Hi-tech engineers and investors are racing to make autonomous vehicles a reality. Many of them are betting that self-driving trucks will beat passenger cars to the market. Trucks, after all, mostly drive down straight highways instead of busy city roads. Deep-pocketed logistics companies like UPS, US Xpress, and XPO Logistics have poured billions of dollars into exciting technology promising self-driving trucks with the promise of even more in commercial contracts, an investment that can save these companies trillions of dollars in labor costs and productivity losses. But can these companies really take truckers out of the driver’s seat?
The technology to make this possible doesn’t exist yet. Most autonomous trucking companies including Aurora Innovation and Embark Technologies aren’t confident enough to start testing their vehicles on public roads. TuSimple, a competitor that has put trucks on the open road, recently had a significant accident caused by its autonomous technology. In an industry dominated by a focus on safety above all else, the technology is a long way away.
But eventually, the technology will work and a truck will be able to drive itself safely down a highway. When that happens, the driver’s aren’t going far. What most people forget, or don’t know, is that driving a truck down the road isn’t the majority of a truck driver’s job, that’s just the easy part. Drivers are responsible for inspecting the truck and trailer, handling freight, swapping trailers, interacting with customers, and conducting maintenance.
A future of autonomous trucks won’t replace truck drivers, but they may replace team drivers.

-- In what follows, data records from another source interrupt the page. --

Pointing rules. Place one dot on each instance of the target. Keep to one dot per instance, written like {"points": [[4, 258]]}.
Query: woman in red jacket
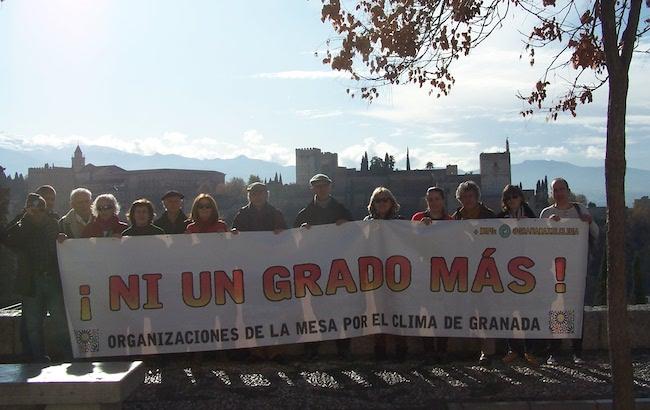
{"points": [[105, 208], [205, 216]]}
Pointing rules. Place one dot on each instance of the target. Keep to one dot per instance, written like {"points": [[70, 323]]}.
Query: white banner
{"points": [[175, 293]]}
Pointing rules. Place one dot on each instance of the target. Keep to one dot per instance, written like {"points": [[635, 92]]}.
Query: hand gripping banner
{"points": [[499, 278]]}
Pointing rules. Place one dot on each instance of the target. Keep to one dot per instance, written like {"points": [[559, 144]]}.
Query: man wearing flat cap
{"points": [[34, 236], [173, 221], [322, 210], [258, 214]]}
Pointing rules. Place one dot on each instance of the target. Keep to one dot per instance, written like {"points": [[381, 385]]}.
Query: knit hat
{"points": [[35, 201]]}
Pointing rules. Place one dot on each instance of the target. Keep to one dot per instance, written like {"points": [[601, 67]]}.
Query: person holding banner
{"points": [[322, 210], [34, 235], [564, 208], [468, 194], [435, 348], [513, 205], [80, 215], [258, 214], [105, 208], [384, 206], [141, 216], [173, 221], [435, 198], [205, 216]]}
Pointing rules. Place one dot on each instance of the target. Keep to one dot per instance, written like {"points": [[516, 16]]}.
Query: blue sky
{"points": [[216, 79]]}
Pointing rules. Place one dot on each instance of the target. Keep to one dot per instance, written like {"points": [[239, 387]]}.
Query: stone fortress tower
{"points": [[495, 175]]}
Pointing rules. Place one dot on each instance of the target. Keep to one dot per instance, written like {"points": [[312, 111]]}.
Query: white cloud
{"points": [[537, 151], [253, 145], [555, 151], [253, 137], [586, 141], [351, 156], [316, 114], [596, 152], [302, 75]]}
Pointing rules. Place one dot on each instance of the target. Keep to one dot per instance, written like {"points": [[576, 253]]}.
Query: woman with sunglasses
{"points": [[105, 209], [435, 211], [513, 205], [205, 216], [384, 206], [141, 216]]}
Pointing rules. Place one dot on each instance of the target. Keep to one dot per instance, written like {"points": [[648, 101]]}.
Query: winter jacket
{"points": [[268, 218], [418, 216], [484, 213], [528, 213], [172, 228], [73, 225], [143, 230], [104, 228], [314, 214], [218, 226]]}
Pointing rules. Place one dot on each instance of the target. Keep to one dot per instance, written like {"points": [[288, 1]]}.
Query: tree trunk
{"points": [[618, 322]]}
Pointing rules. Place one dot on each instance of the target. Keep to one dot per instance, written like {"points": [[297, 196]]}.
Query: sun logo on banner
{"points": [[561, 321], [87, 340]]}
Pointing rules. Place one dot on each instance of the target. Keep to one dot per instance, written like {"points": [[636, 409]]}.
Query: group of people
{"points": [[34, 232]]}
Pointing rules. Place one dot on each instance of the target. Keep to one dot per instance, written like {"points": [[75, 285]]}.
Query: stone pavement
{"points": [[175, 382]]}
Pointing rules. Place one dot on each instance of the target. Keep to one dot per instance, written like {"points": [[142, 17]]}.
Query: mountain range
{"points": [[589, 181]]}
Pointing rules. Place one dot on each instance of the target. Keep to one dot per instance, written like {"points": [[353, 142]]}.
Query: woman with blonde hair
{"points": [[384, 206], [106, 209], [205, 216], [435, 211]]}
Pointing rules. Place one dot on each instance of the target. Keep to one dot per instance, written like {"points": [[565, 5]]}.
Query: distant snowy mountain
{"points": [[589, 181], [243, 167]]}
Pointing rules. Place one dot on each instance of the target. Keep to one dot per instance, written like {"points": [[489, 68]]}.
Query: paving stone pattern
{"points": [[199, 382]]}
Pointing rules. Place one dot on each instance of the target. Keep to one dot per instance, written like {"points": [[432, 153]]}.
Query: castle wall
{"points": [[495, 175], [127, 186]]}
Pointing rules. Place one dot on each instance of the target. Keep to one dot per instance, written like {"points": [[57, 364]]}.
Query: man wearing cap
{"points": [[34, 235], [322, 210], [258, 214], [173, 220], [73, 223]]}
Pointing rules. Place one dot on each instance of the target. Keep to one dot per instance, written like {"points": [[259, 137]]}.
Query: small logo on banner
{"points": [[87, 340], [561, 321], [504, 231]]}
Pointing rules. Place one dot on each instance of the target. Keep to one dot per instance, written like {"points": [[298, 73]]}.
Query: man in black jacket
{"points": [[173, 220], [322, 210], [34, 236], [258, 214]]}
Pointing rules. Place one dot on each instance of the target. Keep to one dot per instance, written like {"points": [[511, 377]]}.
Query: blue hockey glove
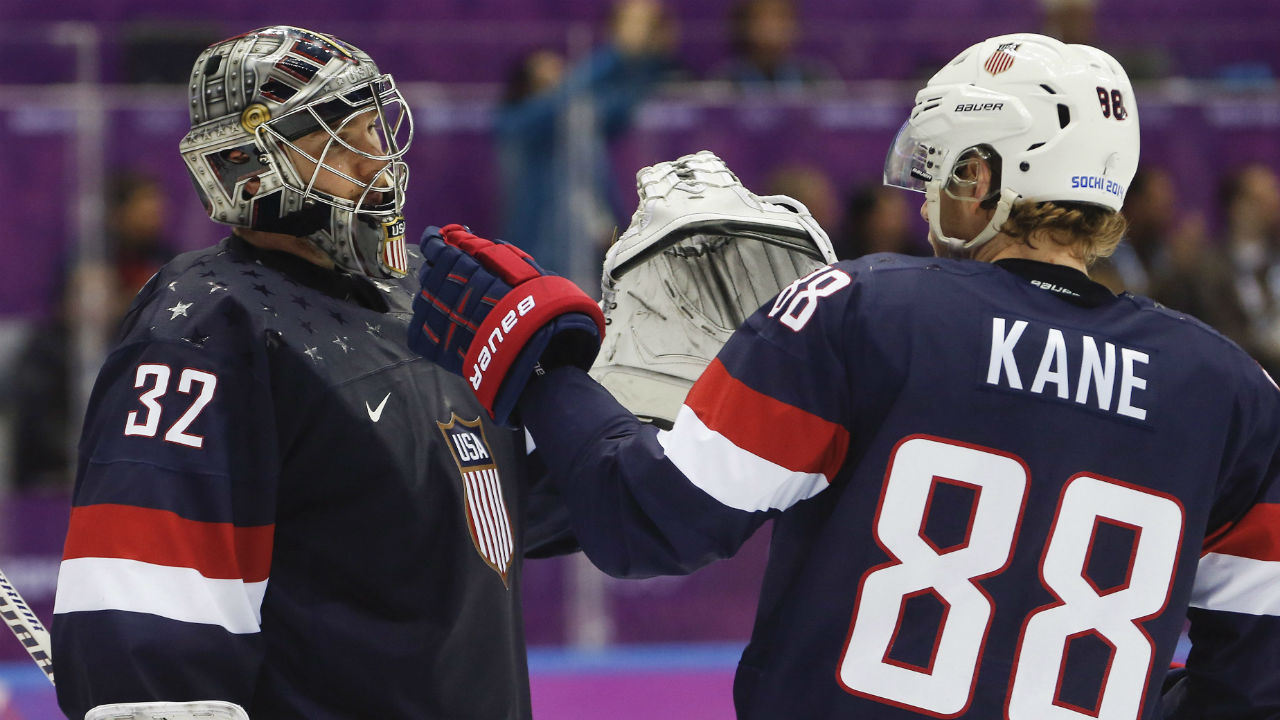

Many companies employ team drivers, a pair of drivers who live in the truck and switch between driving and sleeping (occasionally they go to the bathroom, too). These drivers are critical to the supply chain, keeping a truck running nearly 24 hours a day and making sure time sensitive freight can move across the country. But it’s also the hardest truck driving position to fill and one of the largest stressors on the supply chain.
Autonomous driving trucks can make it possible for a single truck driver to have the same productivity as a team. A driver leaving New York can start the trip, navigating through unpredictable urban streets until the truck gets onto the highway, and then rest for eight hours while the truck drives down the I-95, only having to take back over when it’s time to pull off the highway and into a warehouse dock. Racking up mileage pay the entire time, even when they’re snoozing in the sleeper berth.
Self-driving technology has the potential to alleviate one of the most significant stressors in the supply chain, something that may never be fixed otherwise.